Wednesday 26 September 2012

William Roache's WDYTYA episode - review

A quick review of tonight's episode of Who Do You Think You Are, featuring actor William Roache from Coronation Street - spoilers ahead if you haven't seen it yet!

It was really mind-numbingly dull.

Essentially we got to see an interesting photograph collection at the start, a trip to Alton Towers where his gran once ran a restaurant, a street corner in Blackpool where his great great grandfather once worked at electrocuting people for medical reasons, another street corner with something else I completely missed as I was drifting at that point, and then a quick mystery at the end about his gran and her two sisters not being raised together. A fleeting mention of the Married Women's Property Act was about as far as it went in terms of bringing something new to the party in the series.
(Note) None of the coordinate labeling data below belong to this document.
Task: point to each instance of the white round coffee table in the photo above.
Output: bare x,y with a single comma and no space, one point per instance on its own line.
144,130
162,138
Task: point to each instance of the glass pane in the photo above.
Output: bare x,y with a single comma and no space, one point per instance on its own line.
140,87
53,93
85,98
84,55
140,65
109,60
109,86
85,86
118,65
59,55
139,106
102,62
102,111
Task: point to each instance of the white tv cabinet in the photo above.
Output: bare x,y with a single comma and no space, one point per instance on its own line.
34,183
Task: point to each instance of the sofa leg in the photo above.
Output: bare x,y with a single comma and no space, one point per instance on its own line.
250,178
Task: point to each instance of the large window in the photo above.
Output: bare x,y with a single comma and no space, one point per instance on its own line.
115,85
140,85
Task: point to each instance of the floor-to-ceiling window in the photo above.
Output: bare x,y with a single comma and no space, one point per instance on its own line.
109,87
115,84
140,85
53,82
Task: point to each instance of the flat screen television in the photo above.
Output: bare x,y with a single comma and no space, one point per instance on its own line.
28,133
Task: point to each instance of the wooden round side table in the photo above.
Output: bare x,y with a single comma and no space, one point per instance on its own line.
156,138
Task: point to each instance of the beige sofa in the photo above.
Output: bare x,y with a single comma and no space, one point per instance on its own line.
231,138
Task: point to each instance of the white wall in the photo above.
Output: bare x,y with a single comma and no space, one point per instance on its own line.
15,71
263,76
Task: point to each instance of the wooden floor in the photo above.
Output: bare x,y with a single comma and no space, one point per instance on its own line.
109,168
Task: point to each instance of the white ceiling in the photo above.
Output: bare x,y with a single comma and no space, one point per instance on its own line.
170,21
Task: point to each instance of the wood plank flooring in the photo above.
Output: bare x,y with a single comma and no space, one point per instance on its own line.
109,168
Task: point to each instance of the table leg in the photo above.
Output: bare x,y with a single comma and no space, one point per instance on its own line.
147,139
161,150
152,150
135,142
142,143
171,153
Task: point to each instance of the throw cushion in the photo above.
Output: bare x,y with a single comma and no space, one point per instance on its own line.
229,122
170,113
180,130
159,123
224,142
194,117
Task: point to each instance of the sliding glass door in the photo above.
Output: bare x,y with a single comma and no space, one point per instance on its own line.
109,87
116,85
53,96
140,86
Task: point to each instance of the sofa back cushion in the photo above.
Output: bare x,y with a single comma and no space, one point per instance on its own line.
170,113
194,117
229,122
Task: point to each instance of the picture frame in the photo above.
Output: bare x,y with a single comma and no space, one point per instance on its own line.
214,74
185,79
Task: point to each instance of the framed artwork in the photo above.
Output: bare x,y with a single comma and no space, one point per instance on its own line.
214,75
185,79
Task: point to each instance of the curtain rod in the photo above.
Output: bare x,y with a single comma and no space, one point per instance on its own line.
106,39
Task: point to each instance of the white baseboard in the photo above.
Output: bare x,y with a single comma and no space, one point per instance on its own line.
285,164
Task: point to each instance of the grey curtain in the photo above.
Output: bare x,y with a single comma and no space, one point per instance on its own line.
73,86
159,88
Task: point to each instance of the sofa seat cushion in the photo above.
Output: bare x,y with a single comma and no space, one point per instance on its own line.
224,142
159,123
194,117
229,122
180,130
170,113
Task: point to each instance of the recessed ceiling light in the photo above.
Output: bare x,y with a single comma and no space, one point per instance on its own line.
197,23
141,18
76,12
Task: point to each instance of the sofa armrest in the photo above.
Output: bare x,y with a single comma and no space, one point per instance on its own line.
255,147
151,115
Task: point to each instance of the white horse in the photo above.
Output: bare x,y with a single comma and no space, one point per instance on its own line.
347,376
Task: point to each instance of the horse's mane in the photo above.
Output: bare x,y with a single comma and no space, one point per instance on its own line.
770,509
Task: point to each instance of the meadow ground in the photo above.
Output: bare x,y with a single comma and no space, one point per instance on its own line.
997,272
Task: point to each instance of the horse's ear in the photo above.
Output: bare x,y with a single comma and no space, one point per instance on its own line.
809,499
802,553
This was definitely the episode that was buried in the middle of the run for a reason - a real pity, because the last few weeks have produced a cracking run of episodes.

Onwards and upwards!

Chris

Scottish Research Online - 5 weeks online Pharos course, £45.99, taught by Chris Paton from 26 SEP 2012 - see www.pharostutors.com
New book: It's Perthshire 1866 - there's been a murder... www.thehistorypress.co.uk/products/The-Mount-Stewart-Murder.aspx (from June 12th 2012)

2 comments:

  1. I quite liked it - oh well, life would be boring if we all liked the same thing.

    But what annoys me in this series is how you can see the joins in the genealogical research. The subject goes to a perfectly sensible discussion with (say) a local / social / industrial / whatever historian, who tells them all about the topic that they genuinely know about - and then they pull out a print of a census or a copy of a certificate that you just know has been planted on them. At least when they went to a registrar's office in previous series and got a certificate in 30 seconds flat (in TV time), they were going to the right place.

    ReplyDelete
  2. Thought it was the best episode in a fairly average series. The Patrick Stewart one was perhaps the worst of any.